One author, two books. One you love, one you hate

Yes! I bought everything Follett wrote up until The Third Twin, and I haven’t read a word of his since. Total crapola, that was.

One of my favorite books of all time is Heart of the Country by Greg Matthews, but I haven’t been able to get more than a few pages into anything else he’s written.

The only prolific writer who hasn’t disappointed me is David L. Martin, and he’s written literary-type stuff as well as thrillers. It’s all different, and all good.

Tim Powers.

Book I loved: The Drawing of the Dark.

Book I hated: Every other single word he set to print.

Isabel Allende.

Of Love and Shadows moved me and addressed issues I’d never seen addressed in fiction before. Loved it. So much I plan to read it again, only in Spanish.
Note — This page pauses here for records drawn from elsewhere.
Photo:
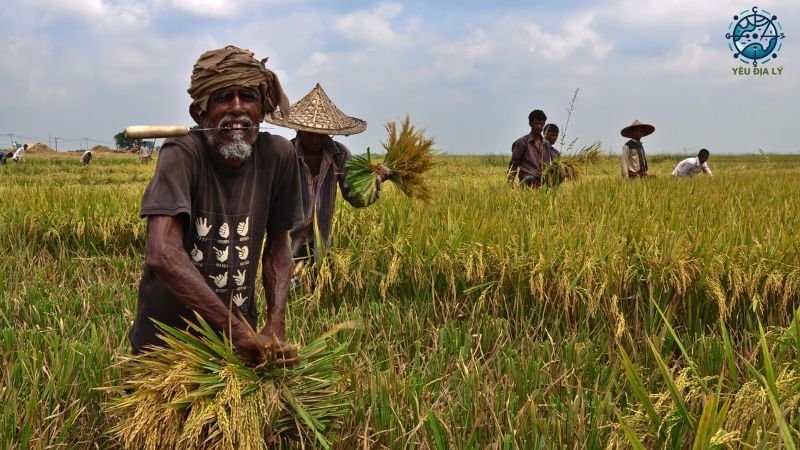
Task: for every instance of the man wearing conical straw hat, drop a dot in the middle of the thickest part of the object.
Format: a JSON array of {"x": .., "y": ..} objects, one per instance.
[
  {"x": 322, "y": 166},
  {"x": 634, "y": 161}
]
The Infinite Plan? Yes, Isabel, we GET. IT. You live in America now, proven by paragraph upon paragraph which only purpose seems to be demonstrating that you can “develop” American characters. Trying too too hard. Distracting. Frustrating. Never made it through the book.

Brett Easton Ellis

American Psycho: Genius. Everything else he’s ever written, not so much, but The Informers and Glamorama sucked especially hard.

Chuck Palahniuk

Fight Club: Brilliant. Choke: ass.

John Crowley.

I passionately love “Little, Big” and have read it about once a year for the past 15, but have never managed to get more than a few dozen pages into anything else he’s written.

Also, I eagerly await just about everything Barbara Mertz writes as Elizabeth Peters, particularly her Amelia Peabody books, but cannot manage a single book she’s written as Barbara Michaels - they just bore me to death.

And Tim Powers - love “The Drawing of the Dark” and “On Stranger Tides”, can’t abide any of his others.